A última morte foi de Davi, de 16 anos, conhecido na comunidade como Dan, que levou um tiro na cabeça ao sair de casa para comprar refrigerante. Moradores, que preferiram não se identificar por medo, afirmaram que não houve confronto com a corporação. Os relatos são de que, por volta das 17h, as viaturas rondavam a parte de baixo do bairro Bonfim. Depois subiram a Escadaria do Trabalhador, foram para o Bairro da Penha e São Benedito. Alguns policiais se esconderam na mata. Ao ver as viaturas, um grupo de jovens correu. Davi, que tinha saído para comprar refrigerante, acabou correndo também. Foi quando os policiais que estavam na mata dispararam vários tiros em direção aos rapazes, acertando a cabeça de Davi.

Pessoas da comunidade, então, foram até o local, onde, afirmam, avistaram policiais com o pé na cabeça do rapaz. Elas relataram que pediram para enviar Davi para o hospital, mas os PMs ameaçaram atirar contra os moradores que estavam ali. “Quando pegaram o corpo e desceram com ele na escadaria, a cabeça batia nos degraus. Uma parte do cérebro do menino caiu. Jogaram no camburão como se fosse um lixo”, denunciaram.

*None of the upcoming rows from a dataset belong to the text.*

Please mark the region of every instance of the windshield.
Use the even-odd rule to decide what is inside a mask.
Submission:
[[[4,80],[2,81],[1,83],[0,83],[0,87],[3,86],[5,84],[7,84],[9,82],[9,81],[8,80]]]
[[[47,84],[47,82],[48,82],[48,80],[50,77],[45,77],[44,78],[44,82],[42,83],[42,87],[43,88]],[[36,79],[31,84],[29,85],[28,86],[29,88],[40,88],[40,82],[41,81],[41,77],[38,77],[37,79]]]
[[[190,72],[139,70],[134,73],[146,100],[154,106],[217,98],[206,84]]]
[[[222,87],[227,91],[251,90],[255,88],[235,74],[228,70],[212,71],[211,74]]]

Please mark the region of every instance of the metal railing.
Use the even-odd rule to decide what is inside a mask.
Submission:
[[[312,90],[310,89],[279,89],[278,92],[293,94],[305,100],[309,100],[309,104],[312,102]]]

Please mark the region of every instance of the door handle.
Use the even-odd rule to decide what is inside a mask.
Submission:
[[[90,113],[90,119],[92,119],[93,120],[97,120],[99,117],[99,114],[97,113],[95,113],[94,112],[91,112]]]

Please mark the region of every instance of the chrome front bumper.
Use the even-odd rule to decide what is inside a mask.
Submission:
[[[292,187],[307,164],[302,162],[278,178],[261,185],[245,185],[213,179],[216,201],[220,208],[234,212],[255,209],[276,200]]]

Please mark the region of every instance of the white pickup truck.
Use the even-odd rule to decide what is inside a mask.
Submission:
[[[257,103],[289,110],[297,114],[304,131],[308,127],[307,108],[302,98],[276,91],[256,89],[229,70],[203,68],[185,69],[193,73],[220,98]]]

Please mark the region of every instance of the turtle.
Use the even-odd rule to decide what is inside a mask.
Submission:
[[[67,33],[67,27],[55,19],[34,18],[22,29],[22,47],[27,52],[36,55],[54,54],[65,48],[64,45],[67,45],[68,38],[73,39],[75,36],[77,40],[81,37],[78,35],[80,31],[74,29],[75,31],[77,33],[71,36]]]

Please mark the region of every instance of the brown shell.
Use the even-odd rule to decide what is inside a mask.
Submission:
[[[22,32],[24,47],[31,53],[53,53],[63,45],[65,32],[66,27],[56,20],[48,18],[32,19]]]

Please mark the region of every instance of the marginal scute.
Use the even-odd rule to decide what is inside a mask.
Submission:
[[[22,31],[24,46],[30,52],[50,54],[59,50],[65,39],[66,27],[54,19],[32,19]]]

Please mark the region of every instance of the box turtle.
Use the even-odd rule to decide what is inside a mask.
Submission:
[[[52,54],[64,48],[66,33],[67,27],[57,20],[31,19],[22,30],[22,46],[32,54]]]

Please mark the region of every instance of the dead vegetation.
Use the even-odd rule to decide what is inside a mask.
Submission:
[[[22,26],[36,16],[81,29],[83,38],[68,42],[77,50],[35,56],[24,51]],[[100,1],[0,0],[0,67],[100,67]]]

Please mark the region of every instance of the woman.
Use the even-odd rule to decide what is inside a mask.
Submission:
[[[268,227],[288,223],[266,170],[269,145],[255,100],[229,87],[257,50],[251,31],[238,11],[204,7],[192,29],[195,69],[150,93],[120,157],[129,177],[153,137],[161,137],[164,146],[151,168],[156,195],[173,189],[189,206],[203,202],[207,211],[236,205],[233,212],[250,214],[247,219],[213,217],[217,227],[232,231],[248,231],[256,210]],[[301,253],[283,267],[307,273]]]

O ocorrido motivou manifestações nas comunidades de Consolação, Gurigica e Bairro da Penha.

Fórum

Diante dos sucessivos assassinatos, foi criado, no início de outubro, o Fórum Estadual de Insegurança Pública, que deliberou por dar início a um observatório de pesquisa sobre a violência policial. A ideia é fazer uma checagem de dados para averiguar se os números divulgados pelo Governo do Estado condizem com os elencados pelo fórum. Além disso, foi requerida uma conversa com o governador Renato Casagrande, até então sem resposta.